What will be the consequences of these late-in-life divorces, sometimes called Gray Divorce? For many couples, their already fragile retirement savings will be further depleted. Homes and other real estate will be sold and any profits will be shared; retirement accounts will be split; investments, savings accounts and other assets will have to be divided. This will put Baby Boomers who stay single in even worse financial condition than they were during their marriage. They may also have difficulty selling their real estate if they get divorced during a bad real estate market.
On the other hand, some of those divorcing Baby Boomers can expect to remarry. In fact, many boomers who are getting divorced are already on their second or third marriage, and are likely to marry again. Therefore, getting divorced after 50 does not necessarily mean that you will spend the remainder of your life alone.
However, any couple who gets divorced late in life needs to consult with both an attorney and a financial planner, especially if they want to make sure that both of them will have adequate assets to survive, particularly if they do remain alone for the remainder of their lives.
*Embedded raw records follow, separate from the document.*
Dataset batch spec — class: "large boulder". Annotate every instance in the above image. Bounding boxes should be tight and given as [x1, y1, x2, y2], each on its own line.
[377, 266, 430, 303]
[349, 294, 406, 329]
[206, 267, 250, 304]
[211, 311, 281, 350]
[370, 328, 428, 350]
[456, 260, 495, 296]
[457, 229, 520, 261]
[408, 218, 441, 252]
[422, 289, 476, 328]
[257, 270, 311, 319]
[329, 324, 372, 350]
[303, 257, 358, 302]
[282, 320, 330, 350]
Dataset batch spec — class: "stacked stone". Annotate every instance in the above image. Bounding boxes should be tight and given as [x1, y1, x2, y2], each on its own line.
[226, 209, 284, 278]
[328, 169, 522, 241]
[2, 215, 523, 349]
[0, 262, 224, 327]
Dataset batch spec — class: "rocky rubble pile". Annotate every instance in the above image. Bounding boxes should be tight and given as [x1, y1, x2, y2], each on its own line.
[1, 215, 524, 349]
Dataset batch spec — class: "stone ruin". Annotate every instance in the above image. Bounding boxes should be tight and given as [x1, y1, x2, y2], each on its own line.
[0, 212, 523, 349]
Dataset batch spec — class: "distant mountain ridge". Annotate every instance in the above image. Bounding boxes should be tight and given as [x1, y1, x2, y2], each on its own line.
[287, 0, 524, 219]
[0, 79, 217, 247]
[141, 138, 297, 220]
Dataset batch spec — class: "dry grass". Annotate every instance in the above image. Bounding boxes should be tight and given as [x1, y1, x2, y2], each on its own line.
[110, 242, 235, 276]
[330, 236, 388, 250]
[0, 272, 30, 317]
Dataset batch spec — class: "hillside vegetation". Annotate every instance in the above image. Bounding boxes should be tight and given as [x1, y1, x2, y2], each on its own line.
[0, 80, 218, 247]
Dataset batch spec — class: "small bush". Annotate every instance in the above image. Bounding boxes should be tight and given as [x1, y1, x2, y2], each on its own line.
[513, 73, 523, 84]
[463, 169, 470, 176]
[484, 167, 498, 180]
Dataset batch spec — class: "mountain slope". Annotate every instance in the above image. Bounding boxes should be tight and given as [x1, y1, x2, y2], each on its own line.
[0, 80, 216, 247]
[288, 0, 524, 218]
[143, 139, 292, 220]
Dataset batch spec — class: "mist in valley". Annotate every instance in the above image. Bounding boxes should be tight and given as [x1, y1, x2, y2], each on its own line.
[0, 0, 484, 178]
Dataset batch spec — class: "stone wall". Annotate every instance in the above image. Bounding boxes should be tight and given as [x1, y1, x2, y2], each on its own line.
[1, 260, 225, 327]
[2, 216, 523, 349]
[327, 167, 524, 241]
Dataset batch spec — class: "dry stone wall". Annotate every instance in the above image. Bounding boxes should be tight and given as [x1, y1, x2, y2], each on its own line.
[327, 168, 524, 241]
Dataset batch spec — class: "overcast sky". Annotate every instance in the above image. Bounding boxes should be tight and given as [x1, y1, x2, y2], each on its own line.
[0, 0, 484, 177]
Both partners need to have a clear understanding of their expected retirement income from Social Security and pensions, as well as the amount of income they can expect to receive from any investments they may have.
The majority of people in a gray divorce will need to carefully evaluate their situation and make sure they fully understand their finances and immediately take steps to preserve as many of their assets as possible and make whatever adjustments are necessary to their cost of living.
They also need to discuss the situation with their adult children and work out arrangements for holiday visits and other family events, so that everyone will be as comfortable as possible. Divorce counseling is highly recommended, so you can discuss issues such as how you will treat each other (and your ex-spouse's potential future spouse or dates) at family events such as weddings, graduations, the birth of grandchildren, etc.